Thursday, March 1, 2012

Hernialand

In between nursing orientations for the new nurses, A ward has become my new home.  One side is full of the left-over maxillo-facial patients...the ones with draining wounds or extra-long NG feeds, the ones that we're keeping an eye on for just a little while longer.

The other side is filled with mostly men, 18-60 years old, and almost all here for the same thing.  We have the occasional goiter removal or lipoma, but for the most part we're doing hernia repairs. If we did a thousand hernia surgeries, it would be only a drop in the bucket for West Africa.  With the few hundred we have scheduled for hernia repairs, even the waiting list is already full.

They're not the pretty surgeries...the dramatic facial tumors or child with noma that are the face of Mercy Ships.  There's not much publicity down at this end.

For these men, it's a chance at life in a different way.  Maybe they haven't been a social outcast for years, but inability to work and provide for a family can be crippling as well.

They file in in groups, patient and quiet, and have their tour of the bathrooms and introduction to the ward.  After showers all around, the ice starts to break as they chat among themselves and realize they all have something in common.  I caught my 5 new admissions giggling together like little boys and asked the translator what was so funny. "They are talking about hernias problems," was the answer.  Charades came next, with demonstrations of how to walk and cough and sit up after surgery.  Adam, an admission from the day before, volunteered to teach the class...because, after all, he had already learned it yesterday!

A day or two after surgery, they leave in ones and twos and threes...another living testimony to the work God is doing in changing hearts and lives here in Togo.

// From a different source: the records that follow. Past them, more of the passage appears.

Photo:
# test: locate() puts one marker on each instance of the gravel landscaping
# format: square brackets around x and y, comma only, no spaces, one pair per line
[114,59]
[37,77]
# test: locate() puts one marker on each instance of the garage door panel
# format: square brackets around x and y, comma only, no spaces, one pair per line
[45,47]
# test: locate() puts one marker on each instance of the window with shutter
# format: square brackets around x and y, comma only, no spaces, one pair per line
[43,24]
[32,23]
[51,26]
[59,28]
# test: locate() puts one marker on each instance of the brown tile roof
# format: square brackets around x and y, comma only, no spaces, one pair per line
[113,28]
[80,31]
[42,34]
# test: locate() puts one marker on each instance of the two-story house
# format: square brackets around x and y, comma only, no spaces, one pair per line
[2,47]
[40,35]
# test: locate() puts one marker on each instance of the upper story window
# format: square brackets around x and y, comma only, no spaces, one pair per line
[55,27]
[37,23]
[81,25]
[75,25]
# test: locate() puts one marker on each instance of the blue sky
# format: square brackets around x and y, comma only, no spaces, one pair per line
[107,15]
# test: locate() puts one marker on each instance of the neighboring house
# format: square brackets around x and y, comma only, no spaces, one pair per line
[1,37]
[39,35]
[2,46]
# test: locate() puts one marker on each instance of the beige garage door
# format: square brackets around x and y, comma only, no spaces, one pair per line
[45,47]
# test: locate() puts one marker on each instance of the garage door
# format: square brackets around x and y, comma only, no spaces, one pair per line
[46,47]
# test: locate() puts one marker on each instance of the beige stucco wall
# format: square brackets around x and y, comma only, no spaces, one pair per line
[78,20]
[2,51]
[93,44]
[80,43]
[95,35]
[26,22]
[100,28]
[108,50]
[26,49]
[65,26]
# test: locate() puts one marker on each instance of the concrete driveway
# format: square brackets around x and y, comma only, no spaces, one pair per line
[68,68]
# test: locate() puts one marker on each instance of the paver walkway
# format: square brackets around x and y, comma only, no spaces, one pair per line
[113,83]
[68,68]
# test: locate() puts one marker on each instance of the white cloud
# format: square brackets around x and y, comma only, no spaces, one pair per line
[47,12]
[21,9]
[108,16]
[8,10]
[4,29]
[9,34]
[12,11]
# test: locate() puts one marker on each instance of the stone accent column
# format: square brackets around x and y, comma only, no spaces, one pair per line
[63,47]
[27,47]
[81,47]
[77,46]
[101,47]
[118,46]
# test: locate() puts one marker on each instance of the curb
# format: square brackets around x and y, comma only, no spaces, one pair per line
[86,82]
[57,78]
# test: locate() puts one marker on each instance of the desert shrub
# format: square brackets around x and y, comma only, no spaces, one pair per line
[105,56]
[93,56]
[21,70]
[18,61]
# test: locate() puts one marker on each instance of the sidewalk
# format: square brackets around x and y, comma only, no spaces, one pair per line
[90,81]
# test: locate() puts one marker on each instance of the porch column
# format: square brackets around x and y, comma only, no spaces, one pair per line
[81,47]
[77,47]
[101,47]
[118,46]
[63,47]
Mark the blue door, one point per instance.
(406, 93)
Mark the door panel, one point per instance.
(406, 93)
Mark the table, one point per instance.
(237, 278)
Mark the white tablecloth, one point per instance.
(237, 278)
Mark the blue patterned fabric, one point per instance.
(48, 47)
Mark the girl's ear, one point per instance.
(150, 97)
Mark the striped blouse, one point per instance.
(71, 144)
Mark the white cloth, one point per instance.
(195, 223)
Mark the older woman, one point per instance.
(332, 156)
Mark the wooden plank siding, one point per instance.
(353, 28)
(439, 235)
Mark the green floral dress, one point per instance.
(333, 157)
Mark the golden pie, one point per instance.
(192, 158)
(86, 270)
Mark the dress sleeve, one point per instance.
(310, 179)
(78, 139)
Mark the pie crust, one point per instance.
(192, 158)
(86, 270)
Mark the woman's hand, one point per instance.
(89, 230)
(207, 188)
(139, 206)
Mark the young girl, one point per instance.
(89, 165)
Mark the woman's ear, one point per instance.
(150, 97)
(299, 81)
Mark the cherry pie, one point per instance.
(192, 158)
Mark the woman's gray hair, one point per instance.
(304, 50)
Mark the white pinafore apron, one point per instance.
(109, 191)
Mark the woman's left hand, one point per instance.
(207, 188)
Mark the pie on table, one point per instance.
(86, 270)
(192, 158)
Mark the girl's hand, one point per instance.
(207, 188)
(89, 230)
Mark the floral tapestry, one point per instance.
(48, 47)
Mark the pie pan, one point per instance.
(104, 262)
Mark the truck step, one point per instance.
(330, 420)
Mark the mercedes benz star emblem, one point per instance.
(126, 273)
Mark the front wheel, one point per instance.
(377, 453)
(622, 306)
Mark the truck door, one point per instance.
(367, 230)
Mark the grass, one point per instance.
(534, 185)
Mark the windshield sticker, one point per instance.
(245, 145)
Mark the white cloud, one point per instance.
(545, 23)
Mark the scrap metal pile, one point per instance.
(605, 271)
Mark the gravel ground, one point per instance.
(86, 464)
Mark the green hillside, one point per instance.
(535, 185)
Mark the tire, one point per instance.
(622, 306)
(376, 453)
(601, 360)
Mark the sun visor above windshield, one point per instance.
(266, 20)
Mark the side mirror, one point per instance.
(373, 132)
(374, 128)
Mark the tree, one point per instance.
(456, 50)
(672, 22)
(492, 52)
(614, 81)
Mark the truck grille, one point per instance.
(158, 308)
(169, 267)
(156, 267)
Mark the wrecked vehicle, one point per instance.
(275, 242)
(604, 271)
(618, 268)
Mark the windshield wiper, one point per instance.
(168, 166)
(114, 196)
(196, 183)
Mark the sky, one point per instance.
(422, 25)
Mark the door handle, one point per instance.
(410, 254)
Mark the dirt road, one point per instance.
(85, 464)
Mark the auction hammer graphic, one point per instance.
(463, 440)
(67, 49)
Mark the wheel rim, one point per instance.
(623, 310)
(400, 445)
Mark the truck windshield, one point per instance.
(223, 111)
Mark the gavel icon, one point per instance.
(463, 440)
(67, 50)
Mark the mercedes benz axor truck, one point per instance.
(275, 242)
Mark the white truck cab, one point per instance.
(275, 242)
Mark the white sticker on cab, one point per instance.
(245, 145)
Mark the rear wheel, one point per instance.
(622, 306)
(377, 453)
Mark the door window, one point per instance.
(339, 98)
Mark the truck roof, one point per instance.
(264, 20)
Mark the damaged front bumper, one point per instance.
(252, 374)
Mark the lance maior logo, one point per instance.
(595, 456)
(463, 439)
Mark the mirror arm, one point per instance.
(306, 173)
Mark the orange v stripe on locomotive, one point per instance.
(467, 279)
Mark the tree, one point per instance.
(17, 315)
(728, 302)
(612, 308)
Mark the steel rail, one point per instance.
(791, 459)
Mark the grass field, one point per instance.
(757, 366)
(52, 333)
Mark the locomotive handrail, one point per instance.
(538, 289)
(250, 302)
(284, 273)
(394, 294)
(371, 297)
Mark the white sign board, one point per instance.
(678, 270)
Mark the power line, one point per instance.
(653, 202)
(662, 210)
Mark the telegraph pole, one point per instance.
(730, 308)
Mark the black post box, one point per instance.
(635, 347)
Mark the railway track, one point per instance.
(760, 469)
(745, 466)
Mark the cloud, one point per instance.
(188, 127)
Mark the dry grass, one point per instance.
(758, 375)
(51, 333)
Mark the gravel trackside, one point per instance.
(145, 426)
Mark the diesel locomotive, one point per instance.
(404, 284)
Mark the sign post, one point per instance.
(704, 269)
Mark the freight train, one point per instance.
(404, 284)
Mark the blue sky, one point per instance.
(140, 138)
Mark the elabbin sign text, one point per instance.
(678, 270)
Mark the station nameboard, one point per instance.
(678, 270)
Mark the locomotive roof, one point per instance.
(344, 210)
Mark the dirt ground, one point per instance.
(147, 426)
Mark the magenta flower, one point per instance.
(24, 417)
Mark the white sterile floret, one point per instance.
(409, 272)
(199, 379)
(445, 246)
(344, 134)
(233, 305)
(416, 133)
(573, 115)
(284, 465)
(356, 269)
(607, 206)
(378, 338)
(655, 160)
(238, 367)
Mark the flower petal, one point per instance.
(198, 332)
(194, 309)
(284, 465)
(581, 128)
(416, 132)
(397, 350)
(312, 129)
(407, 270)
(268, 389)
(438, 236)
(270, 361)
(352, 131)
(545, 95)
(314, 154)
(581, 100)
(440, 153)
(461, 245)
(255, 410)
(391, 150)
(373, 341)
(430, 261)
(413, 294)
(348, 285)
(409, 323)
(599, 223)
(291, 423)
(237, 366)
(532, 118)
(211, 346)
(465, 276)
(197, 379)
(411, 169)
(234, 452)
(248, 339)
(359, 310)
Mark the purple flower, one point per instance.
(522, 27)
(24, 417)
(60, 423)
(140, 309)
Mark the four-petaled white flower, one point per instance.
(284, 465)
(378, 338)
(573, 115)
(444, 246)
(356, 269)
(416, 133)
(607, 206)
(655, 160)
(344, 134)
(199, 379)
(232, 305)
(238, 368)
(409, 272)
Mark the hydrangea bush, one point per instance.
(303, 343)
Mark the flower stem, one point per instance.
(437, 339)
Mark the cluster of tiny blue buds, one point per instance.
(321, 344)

There are so many waiting, and so few surgery slots.  Part of our limitations are bed space and surgeons, but a huge limiting factor is also the number of nurses.  In a few weeks our nursing numbers will drop, and we badly need nurses willing to come or stay to fill that hole.  Please pray for nurses to hear God's call on their lives and come to join us for the remainder of our time in Togo!

1 comment:

  1. Miss you Laura! its awesome to see what Jesus is doing through you. I definitely am living vicariously through you :) Love ya!